Viva Alto Adige". Mit diesem Titel auf Seite eins feierte am 14. Juni 1992 die "New York Times" die Beendigung des bei der UNO seit 1960 zwischen Italien und Österreich anhängigen Streits um Südtirol. Die Euphorie um die Beilegung eines Konflikts in einem unbekannten Herrgottswinkel mitten in Europa sollte ein Signal der Hoffnung sein. Denn der Balkan stand vor seiner ethnischen Explosion. Wie Südtirol Ende der fünfziger Jahre, als die ersten Bomben hochgingen.

Heute wird Südtirol allgemein als erfolgreiches Minderheitenschutzmodell präsentiert. Delegationen aus den Balkanstaaten, aus Tibet genauso wie aus Palästina oder Papua Neuguinea bereisen das Land, während Italien heute mit Stolz auf die eigenen Leistungen im Minderheitenschutz hinweist.

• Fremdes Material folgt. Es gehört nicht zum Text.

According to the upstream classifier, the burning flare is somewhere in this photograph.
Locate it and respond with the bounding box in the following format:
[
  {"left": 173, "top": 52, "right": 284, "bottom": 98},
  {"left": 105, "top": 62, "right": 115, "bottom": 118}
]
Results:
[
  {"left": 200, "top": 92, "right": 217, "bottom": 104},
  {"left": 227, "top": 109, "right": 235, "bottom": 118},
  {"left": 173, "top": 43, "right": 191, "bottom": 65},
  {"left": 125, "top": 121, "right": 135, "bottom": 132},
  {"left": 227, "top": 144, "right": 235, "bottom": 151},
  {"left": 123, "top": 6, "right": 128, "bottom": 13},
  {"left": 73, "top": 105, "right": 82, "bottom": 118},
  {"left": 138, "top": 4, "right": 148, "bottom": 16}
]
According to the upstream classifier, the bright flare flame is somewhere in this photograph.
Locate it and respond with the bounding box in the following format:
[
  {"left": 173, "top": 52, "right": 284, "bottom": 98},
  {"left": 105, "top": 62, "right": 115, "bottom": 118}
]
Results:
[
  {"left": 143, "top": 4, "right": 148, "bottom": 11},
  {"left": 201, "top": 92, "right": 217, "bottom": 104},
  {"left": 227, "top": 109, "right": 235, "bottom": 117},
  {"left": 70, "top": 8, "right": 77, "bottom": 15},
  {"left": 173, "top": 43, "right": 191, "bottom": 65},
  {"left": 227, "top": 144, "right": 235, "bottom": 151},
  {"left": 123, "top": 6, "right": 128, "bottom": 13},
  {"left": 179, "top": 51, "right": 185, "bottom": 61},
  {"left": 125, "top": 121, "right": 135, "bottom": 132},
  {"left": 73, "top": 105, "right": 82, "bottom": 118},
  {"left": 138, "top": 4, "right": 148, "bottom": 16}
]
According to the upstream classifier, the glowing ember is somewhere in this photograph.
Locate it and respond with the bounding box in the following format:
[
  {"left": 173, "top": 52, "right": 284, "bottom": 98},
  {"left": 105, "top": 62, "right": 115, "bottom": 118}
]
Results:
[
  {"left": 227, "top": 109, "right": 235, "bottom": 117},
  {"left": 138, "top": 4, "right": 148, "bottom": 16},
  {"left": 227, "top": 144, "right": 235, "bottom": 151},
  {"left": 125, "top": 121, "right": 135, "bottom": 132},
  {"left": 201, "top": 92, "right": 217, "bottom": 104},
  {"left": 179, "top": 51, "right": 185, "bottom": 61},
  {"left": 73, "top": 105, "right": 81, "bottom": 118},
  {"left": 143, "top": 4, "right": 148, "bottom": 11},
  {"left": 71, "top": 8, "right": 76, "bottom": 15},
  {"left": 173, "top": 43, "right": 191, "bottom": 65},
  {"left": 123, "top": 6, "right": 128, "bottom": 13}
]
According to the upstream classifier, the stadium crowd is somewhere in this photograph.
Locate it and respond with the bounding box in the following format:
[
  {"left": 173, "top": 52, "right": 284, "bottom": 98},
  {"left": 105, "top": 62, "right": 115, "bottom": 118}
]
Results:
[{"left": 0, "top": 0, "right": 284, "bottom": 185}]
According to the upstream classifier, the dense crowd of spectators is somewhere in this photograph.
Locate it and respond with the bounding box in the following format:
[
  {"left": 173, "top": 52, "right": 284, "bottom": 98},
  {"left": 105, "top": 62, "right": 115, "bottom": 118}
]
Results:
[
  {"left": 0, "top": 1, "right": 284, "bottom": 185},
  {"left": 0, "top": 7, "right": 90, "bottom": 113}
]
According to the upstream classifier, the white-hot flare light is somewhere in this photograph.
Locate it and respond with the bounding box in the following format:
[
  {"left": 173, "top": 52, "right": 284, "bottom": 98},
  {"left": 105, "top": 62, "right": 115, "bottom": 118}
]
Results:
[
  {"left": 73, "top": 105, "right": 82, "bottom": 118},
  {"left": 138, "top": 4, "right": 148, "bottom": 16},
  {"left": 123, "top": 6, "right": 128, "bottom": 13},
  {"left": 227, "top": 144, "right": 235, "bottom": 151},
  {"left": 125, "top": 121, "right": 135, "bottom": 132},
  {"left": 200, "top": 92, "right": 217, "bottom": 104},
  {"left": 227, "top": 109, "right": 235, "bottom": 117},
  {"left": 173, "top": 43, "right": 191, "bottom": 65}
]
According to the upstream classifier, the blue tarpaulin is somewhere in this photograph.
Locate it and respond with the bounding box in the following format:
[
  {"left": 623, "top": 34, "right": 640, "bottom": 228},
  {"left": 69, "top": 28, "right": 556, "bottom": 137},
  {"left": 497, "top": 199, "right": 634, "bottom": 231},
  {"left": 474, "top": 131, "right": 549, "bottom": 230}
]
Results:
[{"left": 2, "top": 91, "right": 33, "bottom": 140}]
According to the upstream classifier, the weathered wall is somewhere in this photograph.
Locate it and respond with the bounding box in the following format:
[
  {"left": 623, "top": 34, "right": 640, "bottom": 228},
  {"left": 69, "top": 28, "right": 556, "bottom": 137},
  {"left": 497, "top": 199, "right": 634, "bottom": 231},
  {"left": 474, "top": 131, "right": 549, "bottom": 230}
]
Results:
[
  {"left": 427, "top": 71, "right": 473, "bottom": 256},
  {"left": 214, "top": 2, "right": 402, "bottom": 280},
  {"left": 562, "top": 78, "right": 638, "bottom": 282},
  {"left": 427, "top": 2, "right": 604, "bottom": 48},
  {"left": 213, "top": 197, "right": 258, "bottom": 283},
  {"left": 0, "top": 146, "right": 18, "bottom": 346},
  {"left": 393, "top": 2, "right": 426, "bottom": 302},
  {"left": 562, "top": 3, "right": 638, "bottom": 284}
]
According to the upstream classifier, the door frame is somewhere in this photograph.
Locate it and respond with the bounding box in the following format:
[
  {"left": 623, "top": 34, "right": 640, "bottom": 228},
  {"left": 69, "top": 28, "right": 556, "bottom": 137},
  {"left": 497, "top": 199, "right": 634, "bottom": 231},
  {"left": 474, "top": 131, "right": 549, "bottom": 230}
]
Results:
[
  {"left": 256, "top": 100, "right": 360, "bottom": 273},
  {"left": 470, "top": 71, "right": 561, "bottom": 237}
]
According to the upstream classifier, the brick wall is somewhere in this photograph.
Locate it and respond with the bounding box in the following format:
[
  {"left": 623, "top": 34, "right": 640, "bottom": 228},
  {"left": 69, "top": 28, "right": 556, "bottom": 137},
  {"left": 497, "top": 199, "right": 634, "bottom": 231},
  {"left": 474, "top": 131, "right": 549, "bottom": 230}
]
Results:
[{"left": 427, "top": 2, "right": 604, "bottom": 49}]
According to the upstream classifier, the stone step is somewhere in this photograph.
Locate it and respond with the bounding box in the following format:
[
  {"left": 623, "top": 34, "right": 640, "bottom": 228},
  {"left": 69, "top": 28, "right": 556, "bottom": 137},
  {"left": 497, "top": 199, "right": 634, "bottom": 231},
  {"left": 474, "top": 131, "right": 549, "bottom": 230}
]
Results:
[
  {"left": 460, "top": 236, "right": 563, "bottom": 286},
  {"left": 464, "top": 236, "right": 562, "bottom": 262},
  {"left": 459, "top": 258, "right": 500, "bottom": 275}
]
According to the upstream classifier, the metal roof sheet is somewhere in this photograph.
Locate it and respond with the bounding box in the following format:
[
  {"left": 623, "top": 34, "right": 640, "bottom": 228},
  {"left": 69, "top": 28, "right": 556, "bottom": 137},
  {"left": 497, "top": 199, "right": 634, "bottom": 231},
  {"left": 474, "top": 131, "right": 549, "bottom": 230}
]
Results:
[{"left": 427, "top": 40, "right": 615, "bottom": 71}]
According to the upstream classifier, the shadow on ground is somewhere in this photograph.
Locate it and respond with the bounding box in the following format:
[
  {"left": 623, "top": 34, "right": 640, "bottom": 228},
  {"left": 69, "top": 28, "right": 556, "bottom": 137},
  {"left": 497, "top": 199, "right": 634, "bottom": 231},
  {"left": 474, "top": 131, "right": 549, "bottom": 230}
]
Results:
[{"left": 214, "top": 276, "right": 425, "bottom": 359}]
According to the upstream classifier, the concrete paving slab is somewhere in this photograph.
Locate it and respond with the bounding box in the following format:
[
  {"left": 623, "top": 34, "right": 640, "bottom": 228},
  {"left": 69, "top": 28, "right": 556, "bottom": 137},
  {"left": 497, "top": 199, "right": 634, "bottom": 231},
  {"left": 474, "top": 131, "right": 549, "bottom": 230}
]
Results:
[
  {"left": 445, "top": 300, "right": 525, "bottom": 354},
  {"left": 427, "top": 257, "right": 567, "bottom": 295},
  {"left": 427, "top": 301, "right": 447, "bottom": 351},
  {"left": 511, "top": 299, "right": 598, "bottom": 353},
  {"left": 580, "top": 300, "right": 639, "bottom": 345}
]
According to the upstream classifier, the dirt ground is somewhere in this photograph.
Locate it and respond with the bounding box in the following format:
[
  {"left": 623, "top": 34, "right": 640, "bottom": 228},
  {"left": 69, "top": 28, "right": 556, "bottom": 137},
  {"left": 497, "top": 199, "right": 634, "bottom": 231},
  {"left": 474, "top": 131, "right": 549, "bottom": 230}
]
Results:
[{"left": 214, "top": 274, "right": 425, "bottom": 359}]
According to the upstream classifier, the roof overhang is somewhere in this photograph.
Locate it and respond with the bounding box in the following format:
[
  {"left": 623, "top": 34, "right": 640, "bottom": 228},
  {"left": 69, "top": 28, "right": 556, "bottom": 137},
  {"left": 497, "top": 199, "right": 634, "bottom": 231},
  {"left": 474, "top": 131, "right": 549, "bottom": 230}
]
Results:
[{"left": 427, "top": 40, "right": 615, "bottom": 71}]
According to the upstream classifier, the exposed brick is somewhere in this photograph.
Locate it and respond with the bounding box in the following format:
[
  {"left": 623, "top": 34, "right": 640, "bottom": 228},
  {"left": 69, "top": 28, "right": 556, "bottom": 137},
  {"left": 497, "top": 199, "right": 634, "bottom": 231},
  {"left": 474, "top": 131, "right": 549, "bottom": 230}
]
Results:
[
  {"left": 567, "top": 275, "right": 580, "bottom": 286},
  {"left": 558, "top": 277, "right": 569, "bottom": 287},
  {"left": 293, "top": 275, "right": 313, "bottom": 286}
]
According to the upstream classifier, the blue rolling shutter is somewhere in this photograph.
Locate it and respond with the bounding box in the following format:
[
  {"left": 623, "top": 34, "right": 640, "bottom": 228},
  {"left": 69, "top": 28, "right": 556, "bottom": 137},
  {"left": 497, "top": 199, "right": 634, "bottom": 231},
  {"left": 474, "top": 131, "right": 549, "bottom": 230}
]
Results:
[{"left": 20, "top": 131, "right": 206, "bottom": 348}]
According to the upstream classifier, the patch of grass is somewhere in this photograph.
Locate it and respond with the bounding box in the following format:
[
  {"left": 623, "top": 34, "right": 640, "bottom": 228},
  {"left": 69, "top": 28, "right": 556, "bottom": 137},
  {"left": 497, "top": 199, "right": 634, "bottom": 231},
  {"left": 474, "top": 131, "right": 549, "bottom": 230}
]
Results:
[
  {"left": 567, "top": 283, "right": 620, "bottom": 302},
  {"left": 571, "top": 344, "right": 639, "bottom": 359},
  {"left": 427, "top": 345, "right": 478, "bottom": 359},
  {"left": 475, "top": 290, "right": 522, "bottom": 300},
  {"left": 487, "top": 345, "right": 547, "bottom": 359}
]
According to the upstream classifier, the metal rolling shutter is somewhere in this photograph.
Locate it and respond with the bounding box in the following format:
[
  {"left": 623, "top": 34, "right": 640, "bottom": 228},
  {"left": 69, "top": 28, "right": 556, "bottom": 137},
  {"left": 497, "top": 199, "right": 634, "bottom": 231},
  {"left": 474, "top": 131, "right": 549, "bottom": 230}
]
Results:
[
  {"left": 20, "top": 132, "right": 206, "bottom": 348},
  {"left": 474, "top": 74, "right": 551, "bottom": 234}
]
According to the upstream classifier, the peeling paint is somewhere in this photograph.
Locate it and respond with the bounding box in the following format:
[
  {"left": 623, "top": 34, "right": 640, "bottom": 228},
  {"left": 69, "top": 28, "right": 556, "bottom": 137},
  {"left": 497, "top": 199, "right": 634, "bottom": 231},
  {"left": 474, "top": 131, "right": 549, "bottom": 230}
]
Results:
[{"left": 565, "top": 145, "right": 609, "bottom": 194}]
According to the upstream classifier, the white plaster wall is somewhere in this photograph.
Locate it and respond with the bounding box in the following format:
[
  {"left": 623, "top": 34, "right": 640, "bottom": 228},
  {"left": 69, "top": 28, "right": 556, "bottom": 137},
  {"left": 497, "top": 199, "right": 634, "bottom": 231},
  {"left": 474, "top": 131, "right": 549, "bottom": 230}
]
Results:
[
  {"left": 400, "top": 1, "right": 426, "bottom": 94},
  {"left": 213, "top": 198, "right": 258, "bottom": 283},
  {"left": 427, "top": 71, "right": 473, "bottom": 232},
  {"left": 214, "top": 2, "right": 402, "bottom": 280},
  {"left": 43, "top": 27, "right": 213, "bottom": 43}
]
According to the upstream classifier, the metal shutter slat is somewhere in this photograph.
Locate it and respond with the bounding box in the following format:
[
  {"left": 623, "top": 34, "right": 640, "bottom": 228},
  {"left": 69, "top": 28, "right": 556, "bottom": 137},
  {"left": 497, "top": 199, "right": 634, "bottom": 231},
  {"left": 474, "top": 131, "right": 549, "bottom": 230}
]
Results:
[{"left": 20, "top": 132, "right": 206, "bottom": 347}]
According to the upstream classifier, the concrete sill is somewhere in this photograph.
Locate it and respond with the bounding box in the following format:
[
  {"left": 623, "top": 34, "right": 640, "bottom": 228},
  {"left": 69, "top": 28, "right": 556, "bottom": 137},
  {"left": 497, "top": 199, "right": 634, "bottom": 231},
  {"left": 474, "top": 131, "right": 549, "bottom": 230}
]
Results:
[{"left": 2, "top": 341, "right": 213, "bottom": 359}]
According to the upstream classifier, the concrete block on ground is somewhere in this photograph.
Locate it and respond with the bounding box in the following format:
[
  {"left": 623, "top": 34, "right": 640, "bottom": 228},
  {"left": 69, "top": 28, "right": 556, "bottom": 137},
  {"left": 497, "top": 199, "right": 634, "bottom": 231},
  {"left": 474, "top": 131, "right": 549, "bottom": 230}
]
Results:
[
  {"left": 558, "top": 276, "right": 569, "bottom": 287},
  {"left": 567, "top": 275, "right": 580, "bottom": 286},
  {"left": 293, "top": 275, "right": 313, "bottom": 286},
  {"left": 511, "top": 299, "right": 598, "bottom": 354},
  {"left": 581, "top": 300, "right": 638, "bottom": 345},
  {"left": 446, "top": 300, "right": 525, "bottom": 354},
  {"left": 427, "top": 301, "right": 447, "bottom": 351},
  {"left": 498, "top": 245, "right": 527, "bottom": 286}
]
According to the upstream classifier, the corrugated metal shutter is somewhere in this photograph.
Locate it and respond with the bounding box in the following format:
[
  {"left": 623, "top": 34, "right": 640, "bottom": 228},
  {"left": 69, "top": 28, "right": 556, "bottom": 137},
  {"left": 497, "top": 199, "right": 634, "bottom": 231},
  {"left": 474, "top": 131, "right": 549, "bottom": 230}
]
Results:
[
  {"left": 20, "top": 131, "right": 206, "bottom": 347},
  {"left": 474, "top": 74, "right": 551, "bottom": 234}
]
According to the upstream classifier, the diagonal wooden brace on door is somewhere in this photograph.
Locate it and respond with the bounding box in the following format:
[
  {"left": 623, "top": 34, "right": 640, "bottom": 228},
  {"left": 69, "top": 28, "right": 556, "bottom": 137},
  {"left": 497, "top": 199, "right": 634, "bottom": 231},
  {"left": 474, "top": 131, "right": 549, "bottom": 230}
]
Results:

Südtirol hat mit der Streitbeilegung vor zehn Jahren seine "außenpolitische" Phase, das Ringen um Autonomie und Minderheitenschutz im Spannungsverhältnis mit dem römischen Zentralstaat abgeschlossen. Jetzt steht Südtirols Gesellschaft vor der Aufgabe, eine Kultur des Zusammenlebens zu entwickeln, damit die Autonomie zu einem gemeinsamen Haus für alle Bürger und Bürgerinnen wird.

Südtirols Autonomie ist das Produkt eines politischen Kompromisses zwischen Italien und der deutsch- und ladinischsprachigen Minderheit unter Einschaltung Österreichs als internationaler Schutzmacht der Südtiroler, die auf dem Konkordanzmodell und der Trennung der Sprachgruppen beruht. Das Konkordanzmodell sieht auf der Ebene der Eliten den Einschluss aller Sprachgruppen in den politischen Entscheidungsprozess vor. So muss etwa die Südtiroler Landesregierung entsprechend der Stärke der im Landtag vertretenen Sprachgruppen zusammengesetzt sein, unabhängig davon, dass die Südtiroler Volkspartei (SVP) die absolute Mehrheit besitzt. Dasselbe gilt für die politische Vertretung des Landtages sowie für seine Kommissionen wie auch für die ständigen Kommissionen zur Verhandlung zwischen Staat und Land zwecks Ausbaus der Autonomie. Die Sprachgruppen besitzen im Landtag in ethnokulturellen Fragen auch ein gegenseitiges Vetorecht, auf das bis heute aber noch nie zurückgegriffen worden ist.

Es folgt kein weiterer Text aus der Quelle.